Javier Díaz-Albertini

Hace poco, fui invitado a participar en una mesa redonda acerca de la organizada por la Sociedad Peruana de Psicoanálisis (SPP), en un evento llamado “Conexiones”. Es un espacio mensual de intercambio y sostuvimos un interesante diálogo con la periodista Paola Ugaz, el comunicador Jonathan Castro y la psicoanalista Teresa Ciudad. Quisiera compartir algunas de las ideas que expuse.

Cuando pequeño, recuerdo que mi madre, una vez que me chapó un embuste, me dijo que la mentira tenía patas cortas. Añadió, además, que la verdad siempre la alcanza. Al momento no entendí mucho esta personificación. Con el tiempo, sin embargo, he aprendido que –contrario al dictado materno– la mentira muchas veces no tiene patas cortas, que la verdad no siempre las alcanza y que, cuando lo hace, a incontables personas no les importa.

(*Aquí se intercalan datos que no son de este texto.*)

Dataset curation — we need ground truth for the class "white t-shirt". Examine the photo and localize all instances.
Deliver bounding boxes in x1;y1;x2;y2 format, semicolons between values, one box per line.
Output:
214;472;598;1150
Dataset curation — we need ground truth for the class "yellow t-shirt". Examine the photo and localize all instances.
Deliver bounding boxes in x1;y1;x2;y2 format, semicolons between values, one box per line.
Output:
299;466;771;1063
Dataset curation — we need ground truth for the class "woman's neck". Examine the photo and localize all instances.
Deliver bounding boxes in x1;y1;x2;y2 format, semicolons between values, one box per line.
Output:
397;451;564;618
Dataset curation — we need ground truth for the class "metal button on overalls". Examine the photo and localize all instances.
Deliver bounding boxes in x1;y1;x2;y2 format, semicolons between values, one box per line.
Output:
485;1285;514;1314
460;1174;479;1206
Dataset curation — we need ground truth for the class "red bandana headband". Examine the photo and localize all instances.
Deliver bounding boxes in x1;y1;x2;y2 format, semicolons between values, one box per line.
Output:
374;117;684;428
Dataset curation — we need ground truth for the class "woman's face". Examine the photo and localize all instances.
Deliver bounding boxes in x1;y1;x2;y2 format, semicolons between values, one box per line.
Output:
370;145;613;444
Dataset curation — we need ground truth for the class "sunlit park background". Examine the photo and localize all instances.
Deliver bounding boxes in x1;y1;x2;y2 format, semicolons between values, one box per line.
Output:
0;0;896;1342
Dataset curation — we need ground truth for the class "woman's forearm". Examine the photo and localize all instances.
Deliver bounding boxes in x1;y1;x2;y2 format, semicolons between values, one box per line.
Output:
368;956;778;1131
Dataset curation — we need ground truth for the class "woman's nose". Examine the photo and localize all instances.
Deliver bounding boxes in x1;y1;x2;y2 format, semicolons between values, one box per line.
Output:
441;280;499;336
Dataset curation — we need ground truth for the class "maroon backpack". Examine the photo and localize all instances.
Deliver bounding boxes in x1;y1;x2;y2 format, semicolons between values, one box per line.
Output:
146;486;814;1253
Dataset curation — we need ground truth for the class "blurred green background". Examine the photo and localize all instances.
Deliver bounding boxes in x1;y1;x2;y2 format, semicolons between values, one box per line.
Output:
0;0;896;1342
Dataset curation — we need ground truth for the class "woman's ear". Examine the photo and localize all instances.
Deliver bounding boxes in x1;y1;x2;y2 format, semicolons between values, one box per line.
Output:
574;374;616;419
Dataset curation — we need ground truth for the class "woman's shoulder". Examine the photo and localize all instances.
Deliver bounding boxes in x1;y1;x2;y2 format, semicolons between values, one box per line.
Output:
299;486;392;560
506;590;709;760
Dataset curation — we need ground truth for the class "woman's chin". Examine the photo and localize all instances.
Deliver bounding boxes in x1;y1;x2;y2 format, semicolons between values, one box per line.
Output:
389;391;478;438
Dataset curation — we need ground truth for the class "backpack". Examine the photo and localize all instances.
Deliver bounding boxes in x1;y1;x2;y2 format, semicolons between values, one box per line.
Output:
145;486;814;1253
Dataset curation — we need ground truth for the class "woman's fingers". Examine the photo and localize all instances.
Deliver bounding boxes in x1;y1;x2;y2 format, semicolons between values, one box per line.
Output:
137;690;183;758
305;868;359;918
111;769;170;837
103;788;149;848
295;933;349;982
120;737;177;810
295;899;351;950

La mentira cotidiana tiene patas largas porque es una de las principales formas de relacionarnos con los demás, especialmente con las personas más cercanas y conocidas. Una honestidad brutal y directa, en cambio, llevaría a resentimientos, dolor, distanciamiento y hasta rompimiento. No obstante, quiero referirme a la gran mentira, esa que utiliza el poderoso en la esfera pública como artilugio para encubrir, engañar, confundir y protegerse. Daña a la democracia inventando o magnificando odios, propagando falsas dudas sobre instituciones, alimentando el miedo. En pocas palabras, destruye mucho para beneficiar a pocos.

Durante buena parte del siglo XX, la gran mentira se construyó vía el control férreo de los medios masivos. A Joseph Goebbels, perverso ministro de propaganda nazi, se le atribuye la idea de que una mentira repetida con frecuencia termina convirtiéndose en verdad. Y esto ocurría porque –entre otras razones– existían pocas fuentes alternas de información. La tecnología permitía –por primera vez en la historia– una llegada directa, inmediata, excluyente y simultánea del líder a las masas.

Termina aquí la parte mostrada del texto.